Society of physics analyzes glaciers and climate change

Reed Widdoes, Staff Writer

The Society of Physics Students (SPS) teamed up with the Department of Physics & Astronomy to present a guest lecturer who discussed repercussions of climate change. On March 28, Dustin Schroeder ’07 returned to his alma mater to discuss glacial geophysics. Schroeder received his Ph.D in geophysics from the University of Texas at Austin in 2014. Currently, he works as an assistant professor at Stanford University.

Schroeder began the talk by reminding students in the audience how fortunate they were to be taught by the University’s professors, and personally thanked some of his former professors in attendance. Afterward, he immediately digressed into the topic of his presentation, titled Radio Glaciology: A Window into the Physical Processes of Ice Sheets.”

Schroeder explained that his field work mostly concerns tracking the movement of rapid ice, or large sheets of a glacier moving at abnormally fast speeds, using radar technology.

“Anyone who cares about humanity, and anyone who cares about climate change, cares about glaciology,” Schroeder said.

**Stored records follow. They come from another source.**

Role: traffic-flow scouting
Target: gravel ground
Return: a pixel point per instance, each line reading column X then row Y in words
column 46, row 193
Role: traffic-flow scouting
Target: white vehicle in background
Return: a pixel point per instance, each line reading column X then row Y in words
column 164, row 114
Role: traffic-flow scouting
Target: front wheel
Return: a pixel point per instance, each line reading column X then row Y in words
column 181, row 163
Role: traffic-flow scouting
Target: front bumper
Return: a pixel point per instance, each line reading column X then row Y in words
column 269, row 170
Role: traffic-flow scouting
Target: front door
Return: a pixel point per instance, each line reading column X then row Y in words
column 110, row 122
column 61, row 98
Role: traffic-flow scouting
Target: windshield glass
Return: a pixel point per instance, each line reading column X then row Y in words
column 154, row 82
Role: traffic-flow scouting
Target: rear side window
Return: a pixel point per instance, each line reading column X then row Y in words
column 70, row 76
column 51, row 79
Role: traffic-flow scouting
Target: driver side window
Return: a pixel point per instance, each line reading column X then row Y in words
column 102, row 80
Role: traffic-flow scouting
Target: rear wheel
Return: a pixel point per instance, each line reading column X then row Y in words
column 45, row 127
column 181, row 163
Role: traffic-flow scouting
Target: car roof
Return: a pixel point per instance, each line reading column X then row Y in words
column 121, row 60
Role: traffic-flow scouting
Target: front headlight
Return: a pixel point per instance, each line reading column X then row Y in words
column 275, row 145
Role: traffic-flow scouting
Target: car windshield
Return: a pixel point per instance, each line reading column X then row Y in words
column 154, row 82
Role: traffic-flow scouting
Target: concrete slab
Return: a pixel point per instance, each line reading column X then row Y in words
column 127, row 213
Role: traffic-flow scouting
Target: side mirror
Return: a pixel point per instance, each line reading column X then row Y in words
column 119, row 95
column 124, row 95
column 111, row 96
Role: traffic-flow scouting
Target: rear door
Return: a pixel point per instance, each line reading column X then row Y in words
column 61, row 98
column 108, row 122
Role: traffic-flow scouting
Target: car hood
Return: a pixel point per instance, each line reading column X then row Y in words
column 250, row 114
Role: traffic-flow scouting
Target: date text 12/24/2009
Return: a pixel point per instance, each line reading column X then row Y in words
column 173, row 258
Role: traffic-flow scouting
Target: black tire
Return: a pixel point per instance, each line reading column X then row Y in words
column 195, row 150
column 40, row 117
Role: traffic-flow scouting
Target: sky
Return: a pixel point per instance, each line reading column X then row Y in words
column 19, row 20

His research, which was mostly conducted at the Arctic Ocean, found that one pool of water under a glacier can hasten its movement, causing it to break off into the sea. Schroeder said that two rifts might cause one of the more unstable glaciers to fall into the ocean and melt, raising the sea level by significant amounts. He concluded his presentation by explaining the techniques of radar mapping to the audience, emphasizing how important the practice has become.

The lecture was well attended, and many students responded with questions at the end. 

“As a physics major it was interesting to see the two disciplines of physics and geology come together and see how it pertains to a very relevant issue of sea levels rising,” Rajasri Alaparthi ’17 said.

Schroeder’s final wish was for each student in attendance to consider an occupation in his field of work. If not, he hoped that they were at least now cognizant of the implications of climate change.